The production of the thyroid hormones is normally under the action of thyoid stimulting hormone (TSH), a hormone produced by the pituitary gland in the brain. The HCG bears a close resemblance to the TSH and thus exerts some effect on the thyroid endocrine system. The high HCG level in the first trimester induces an increased production of thyroglobulin along with the bound form of the thyroid hormones, reduces the production of TSH by the pituitary gland but has little or no effect on the free thyroid hormones except for a slight increase seen in the free T4 levels. In the second half of the pregnancy when the HCG level reduces significantly, the TSH normalizes and the free T4 falls. Although this may sound abstract to many people, women who are being managed for thyroid diseases in pregnancy should know that the interpretation of thyroid function test in pregnancy should be done bearing in mind the above changes in pregnancy. Hence only the free thyroid hormones in the first half of pregnancy and both the free thyroid hormones and the TSH in the second half of pregnancy are used for interpretation of the thyroid fucntion test and not the total thyroid hormones nor the bound form of the thyroid hormones for women with thyroid disease in pregnancy.

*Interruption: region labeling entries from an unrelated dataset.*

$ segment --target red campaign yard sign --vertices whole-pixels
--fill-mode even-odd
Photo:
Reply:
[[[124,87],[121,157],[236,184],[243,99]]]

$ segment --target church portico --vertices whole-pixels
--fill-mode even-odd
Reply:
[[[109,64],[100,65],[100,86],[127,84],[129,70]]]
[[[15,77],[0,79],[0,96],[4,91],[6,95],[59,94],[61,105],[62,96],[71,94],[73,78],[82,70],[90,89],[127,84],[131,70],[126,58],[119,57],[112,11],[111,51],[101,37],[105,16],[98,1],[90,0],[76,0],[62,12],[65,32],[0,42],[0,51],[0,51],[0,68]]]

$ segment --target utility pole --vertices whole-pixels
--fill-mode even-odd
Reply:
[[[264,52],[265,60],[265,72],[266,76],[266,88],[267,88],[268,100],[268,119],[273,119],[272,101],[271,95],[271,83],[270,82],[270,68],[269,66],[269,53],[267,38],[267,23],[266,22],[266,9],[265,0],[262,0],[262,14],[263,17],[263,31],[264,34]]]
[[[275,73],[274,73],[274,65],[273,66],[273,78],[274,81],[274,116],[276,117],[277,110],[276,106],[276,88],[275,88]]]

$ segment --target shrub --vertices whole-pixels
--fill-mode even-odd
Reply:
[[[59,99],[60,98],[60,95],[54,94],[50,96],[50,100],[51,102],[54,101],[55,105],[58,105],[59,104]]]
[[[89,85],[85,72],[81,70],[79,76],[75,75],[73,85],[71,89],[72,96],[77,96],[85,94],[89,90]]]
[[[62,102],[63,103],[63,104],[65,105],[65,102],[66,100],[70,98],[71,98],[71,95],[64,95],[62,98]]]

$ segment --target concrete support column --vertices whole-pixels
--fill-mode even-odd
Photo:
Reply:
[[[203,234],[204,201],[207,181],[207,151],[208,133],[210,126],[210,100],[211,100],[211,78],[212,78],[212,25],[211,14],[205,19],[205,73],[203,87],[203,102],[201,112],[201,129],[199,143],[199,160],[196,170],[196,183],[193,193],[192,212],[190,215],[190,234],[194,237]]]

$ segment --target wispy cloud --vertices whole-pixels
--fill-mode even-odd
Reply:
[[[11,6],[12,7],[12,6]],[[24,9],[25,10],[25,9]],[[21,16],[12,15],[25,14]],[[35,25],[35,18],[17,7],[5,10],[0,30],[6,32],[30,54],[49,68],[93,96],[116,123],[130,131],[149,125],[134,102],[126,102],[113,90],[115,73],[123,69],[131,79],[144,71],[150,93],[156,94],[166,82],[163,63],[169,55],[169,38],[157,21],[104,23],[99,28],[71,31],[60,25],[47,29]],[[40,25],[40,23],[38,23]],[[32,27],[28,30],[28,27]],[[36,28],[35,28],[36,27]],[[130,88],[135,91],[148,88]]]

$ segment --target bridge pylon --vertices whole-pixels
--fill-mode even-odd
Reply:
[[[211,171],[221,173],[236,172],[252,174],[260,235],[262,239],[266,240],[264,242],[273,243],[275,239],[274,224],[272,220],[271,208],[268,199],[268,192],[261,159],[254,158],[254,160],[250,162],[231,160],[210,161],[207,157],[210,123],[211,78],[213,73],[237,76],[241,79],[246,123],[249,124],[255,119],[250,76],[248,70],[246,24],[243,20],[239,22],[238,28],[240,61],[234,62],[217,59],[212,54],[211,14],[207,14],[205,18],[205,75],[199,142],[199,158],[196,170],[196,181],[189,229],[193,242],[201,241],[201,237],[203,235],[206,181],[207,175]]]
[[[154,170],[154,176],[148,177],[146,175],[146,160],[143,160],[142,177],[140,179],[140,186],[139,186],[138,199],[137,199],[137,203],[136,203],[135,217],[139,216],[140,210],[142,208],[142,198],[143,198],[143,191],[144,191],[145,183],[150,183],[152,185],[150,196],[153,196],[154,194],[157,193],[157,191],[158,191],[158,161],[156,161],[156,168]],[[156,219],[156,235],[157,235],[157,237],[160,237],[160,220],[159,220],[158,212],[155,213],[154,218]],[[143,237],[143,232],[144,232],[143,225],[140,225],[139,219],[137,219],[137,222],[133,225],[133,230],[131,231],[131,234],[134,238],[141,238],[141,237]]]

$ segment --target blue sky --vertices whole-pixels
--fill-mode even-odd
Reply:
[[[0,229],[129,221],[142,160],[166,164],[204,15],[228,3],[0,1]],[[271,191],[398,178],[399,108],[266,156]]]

Finally, because there is an increased loss of iodide through the kidney during pregnancy and because iodine is essential for the synthesis of thyroid hormones, women living in areas with low iodine intake may develop hypothyroidism and a form of endemic goitre due to the lack of iodine necessary to produce an adequate amount of thyroid hormones in pregnancy. The neck swelling or goitre is due to excessive activity of the thyroid gland in a bid to compensate for the lack of adequate thyroid hormones created by the lack of iodine in the diet of such women. Merely adding iodine into the food content of such women e.g. iodinized salts, will prevent or treat the goitre.

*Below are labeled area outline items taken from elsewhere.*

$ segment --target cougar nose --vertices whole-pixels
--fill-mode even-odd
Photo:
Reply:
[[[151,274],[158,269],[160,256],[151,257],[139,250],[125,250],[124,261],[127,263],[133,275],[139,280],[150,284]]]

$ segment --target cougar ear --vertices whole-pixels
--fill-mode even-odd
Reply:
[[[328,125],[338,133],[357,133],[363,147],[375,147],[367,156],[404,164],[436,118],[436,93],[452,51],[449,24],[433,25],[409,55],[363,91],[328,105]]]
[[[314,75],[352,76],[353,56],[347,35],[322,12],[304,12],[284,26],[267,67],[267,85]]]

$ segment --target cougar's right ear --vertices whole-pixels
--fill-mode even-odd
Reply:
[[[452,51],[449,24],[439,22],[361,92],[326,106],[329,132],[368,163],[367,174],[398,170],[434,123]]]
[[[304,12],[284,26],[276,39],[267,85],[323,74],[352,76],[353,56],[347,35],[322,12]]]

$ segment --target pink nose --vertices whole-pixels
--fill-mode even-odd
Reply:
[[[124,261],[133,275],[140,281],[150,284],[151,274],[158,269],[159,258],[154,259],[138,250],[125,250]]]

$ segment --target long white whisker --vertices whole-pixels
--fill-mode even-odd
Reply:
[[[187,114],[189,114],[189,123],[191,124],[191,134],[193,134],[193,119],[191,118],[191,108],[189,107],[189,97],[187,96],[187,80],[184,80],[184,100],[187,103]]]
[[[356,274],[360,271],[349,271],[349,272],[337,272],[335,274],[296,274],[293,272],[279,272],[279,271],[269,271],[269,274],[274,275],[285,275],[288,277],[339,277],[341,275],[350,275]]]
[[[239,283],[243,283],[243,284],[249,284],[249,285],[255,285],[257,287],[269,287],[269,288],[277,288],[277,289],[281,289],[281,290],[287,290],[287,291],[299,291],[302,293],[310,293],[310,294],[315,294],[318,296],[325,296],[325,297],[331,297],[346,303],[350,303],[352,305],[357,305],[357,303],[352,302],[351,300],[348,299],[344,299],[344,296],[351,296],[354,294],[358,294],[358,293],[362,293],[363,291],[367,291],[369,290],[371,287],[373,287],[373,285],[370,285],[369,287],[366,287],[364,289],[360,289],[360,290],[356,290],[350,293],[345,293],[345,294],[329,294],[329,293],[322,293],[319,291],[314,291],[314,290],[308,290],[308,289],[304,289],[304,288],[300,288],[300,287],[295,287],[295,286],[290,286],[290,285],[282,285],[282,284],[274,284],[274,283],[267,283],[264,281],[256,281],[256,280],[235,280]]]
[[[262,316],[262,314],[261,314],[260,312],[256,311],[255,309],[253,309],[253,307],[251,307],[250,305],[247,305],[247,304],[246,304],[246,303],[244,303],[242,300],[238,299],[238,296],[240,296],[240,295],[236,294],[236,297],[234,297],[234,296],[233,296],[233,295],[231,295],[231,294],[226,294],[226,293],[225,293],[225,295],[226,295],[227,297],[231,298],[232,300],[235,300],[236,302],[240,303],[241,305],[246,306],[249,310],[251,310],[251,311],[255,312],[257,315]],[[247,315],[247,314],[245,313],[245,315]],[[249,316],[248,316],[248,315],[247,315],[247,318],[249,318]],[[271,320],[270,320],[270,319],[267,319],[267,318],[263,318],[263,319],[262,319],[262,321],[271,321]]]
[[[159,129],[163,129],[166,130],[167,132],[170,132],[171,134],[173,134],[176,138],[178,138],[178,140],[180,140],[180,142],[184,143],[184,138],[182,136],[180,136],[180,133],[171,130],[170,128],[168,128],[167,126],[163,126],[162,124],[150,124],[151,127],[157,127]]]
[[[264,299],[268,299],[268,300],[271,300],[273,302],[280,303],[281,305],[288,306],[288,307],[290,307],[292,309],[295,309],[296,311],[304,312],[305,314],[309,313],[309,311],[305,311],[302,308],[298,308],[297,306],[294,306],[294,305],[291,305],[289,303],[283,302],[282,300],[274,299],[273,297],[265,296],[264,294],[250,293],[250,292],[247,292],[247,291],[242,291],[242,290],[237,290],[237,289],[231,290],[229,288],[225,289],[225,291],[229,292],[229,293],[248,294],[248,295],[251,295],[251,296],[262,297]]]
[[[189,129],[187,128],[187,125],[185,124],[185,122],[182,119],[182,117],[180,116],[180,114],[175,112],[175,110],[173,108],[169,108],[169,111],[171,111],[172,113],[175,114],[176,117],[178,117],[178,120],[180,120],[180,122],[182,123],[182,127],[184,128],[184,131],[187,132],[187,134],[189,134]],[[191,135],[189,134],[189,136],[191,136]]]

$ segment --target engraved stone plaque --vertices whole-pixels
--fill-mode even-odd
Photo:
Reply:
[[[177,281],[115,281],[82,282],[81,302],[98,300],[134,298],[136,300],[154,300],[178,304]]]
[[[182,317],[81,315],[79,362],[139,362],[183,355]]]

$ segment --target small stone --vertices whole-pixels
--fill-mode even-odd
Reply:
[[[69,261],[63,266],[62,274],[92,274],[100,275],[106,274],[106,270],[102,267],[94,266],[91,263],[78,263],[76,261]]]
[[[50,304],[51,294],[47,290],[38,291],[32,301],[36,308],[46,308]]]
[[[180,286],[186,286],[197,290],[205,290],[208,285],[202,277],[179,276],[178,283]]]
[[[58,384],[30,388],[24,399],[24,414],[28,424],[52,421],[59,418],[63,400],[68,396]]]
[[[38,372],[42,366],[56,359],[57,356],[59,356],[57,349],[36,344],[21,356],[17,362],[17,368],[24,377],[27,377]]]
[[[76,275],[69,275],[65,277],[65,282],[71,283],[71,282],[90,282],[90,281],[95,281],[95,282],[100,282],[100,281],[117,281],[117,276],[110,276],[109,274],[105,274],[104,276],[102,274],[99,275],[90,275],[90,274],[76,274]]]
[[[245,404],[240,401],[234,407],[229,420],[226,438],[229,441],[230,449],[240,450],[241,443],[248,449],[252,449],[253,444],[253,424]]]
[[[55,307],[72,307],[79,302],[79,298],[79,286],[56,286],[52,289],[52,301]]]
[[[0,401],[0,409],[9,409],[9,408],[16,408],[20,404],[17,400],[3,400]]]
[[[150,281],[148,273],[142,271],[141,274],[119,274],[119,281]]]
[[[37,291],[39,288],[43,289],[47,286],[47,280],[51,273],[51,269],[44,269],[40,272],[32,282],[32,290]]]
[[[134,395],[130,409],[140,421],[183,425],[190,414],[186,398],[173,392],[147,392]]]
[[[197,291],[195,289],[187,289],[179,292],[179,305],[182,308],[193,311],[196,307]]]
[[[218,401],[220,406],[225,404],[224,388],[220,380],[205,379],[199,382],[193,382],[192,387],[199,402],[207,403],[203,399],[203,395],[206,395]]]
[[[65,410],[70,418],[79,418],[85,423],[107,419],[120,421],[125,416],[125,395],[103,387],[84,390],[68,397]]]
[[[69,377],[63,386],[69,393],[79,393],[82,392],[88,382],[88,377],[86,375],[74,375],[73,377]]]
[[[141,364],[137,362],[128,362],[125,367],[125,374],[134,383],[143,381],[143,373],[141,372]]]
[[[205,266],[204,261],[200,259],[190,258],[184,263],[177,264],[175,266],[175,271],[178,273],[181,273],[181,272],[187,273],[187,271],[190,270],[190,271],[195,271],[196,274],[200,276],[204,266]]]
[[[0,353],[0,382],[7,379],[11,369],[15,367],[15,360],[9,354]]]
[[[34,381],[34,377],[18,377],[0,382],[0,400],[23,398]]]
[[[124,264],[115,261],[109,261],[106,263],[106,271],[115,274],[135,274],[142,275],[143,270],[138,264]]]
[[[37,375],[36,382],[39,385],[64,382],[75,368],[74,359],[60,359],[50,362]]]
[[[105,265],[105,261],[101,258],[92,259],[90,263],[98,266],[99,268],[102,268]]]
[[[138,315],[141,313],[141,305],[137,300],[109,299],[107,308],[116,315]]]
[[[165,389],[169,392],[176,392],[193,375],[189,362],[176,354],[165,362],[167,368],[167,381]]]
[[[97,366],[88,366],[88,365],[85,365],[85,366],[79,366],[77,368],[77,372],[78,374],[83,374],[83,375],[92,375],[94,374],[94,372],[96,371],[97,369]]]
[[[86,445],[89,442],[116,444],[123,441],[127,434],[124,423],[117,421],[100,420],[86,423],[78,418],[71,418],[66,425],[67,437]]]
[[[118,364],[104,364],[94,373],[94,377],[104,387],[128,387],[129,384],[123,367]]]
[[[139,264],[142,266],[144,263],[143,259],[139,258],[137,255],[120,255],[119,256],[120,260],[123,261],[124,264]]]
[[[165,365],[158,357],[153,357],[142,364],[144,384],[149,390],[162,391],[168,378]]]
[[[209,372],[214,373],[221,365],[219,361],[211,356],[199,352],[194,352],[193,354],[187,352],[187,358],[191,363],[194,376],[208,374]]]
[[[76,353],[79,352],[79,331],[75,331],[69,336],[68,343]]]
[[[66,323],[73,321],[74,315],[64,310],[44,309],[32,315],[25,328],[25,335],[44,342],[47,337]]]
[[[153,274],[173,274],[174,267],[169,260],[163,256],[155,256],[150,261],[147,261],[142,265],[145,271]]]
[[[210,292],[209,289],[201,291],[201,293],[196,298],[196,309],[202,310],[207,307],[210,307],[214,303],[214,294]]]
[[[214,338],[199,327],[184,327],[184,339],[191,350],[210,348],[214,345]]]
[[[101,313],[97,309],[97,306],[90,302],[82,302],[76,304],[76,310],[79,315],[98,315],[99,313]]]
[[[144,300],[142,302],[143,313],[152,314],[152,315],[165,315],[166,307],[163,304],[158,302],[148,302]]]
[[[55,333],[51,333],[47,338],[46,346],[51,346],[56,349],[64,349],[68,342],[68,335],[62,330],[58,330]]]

Many other hormones such as cortisol, antinatriuretic hormones, aldosterone, deoxycortisone and angiotensin II increase significantly in pregnancy in some cases up to ten times of non pregnant states. While their effects are too complex to discuss here, one thing is certain the successful outcome of pregnancy depends on the unhinged interaction and balance between these numerous hormones.

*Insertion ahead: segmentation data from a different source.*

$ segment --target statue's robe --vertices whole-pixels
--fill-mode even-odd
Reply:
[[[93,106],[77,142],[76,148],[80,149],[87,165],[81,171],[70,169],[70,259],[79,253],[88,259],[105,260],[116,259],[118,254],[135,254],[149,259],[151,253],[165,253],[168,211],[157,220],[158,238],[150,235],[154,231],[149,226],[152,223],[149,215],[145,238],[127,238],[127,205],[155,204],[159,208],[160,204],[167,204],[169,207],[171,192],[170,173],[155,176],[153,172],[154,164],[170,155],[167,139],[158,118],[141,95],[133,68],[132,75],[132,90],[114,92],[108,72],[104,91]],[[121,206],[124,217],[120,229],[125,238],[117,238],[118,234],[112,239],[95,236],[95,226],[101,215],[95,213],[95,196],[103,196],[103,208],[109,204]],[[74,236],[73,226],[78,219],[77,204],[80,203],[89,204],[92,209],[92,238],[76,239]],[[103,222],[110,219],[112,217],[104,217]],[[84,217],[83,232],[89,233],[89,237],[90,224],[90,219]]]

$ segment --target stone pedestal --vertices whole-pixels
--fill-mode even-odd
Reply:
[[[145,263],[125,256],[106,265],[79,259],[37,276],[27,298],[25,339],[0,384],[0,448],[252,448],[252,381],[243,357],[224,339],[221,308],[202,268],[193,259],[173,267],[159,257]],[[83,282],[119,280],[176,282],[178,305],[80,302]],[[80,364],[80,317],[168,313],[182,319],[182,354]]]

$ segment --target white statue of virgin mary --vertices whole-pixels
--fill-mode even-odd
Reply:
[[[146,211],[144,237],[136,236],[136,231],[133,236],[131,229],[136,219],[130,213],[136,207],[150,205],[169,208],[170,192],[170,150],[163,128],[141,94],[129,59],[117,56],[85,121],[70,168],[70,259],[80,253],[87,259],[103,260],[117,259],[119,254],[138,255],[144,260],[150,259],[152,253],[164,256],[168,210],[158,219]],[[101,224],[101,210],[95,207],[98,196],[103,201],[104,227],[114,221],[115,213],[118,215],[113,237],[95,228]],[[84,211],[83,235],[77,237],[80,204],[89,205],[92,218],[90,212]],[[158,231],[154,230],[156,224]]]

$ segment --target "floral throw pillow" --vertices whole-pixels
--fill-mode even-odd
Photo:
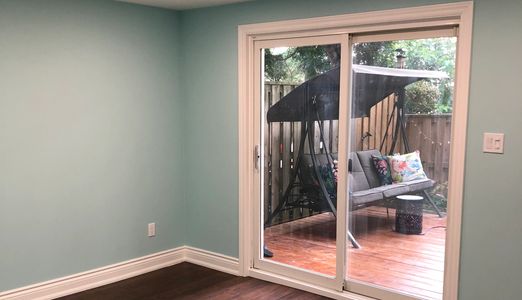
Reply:
[[[383,155],[372,155],[373,166],[379,176],[381,185],[392,184],[392,177],[390,172],[390,165],[388,159]]]
[[[388,163],[391,167],[393,182],[406,182],[427,178],[422,168],[418,150],[408,154],[388,156]]]

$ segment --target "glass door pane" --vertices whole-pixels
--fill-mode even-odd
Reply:
[[[442,298],[455,49],[452,37],[353,44],[353,291]]]
[[[259,260],[334,277],[341,45],[261,56]]]

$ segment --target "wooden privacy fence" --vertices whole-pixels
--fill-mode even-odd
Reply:
[[[268,109],[297,85],[265,84],[264,90],[264,213],[273,211],[282,199],[289,184],[291,171],[295,168],[299,141],[301,138],[301,122],[266,122]],[[386,136],[381,152],[391,149],[395,130],[396,113],[393,110],[395,95],[391,95],[371,108],[367,117],[351,120],[351,151],[379,149]],[[390,125],[388,126],[388,123]],[[323,127],[324,140],[320,141],[319,125]],[[313,145],[316,153],[324,153],[325,148],[336,154],[339,141],[338,120],[316,122]],[[451,114],[446,115],[407,115],[406,134],[411,150],[419,150],[424,170],[429,178],[437,183],[448,180],[449,148],[450,148]],[[398,139],[402,141],[401,138]],[[394,152],[404,153],[402,142],[398,143]],[[310,153],[308,143],[304,145],[304,153]],[[312,211],[292,209],[284,211],[273,223],[280,223],[313,214]]]

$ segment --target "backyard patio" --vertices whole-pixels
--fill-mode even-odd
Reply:
[[[393,231],[395,209],[357,210],[354,235],[362,248],[348,246],[350,280],[377,284],[426,299],[442,299],[446,217],[424,213],[423,232]],[[335,275],[335,218],[322,213],[265,229],[273,261]]]

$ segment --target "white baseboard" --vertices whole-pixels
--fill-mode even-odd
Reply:
[[[235,257],[186,246],[185,261],[239,276],[239,260]]]
[[[182,262],[239,275],[237,258],[192,247],[154,253],[114,265],[0,292],[0,300],[47,300],[93,289]]]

Yet, despite all the above functions of these hormones, some of the adverse changes seen in pregnancy are as a direct effect of some of these hormones. Changes such as morning sickness, vomiting, nausea, change in taste and mood have been directly attributed to the high levels of HCG present in the first half of pregnancy, while a reduction in many of these effects have been attributed to the declining levels of HCG in the second half of pregnancy. Similarly, the high levels of cortisol, hPL and other anti insulin hormones may also increase the risk of a mother developing diabetes and its complications in pregnancy. Since without the hormonal changes in pregnancy the survival of the fetus is impossible, understanding and knowing the various hormonal changes that occur in pregnancy is important in order to reassure, anticipate and manage accordingly pregnant women, especially when things are not going as expected.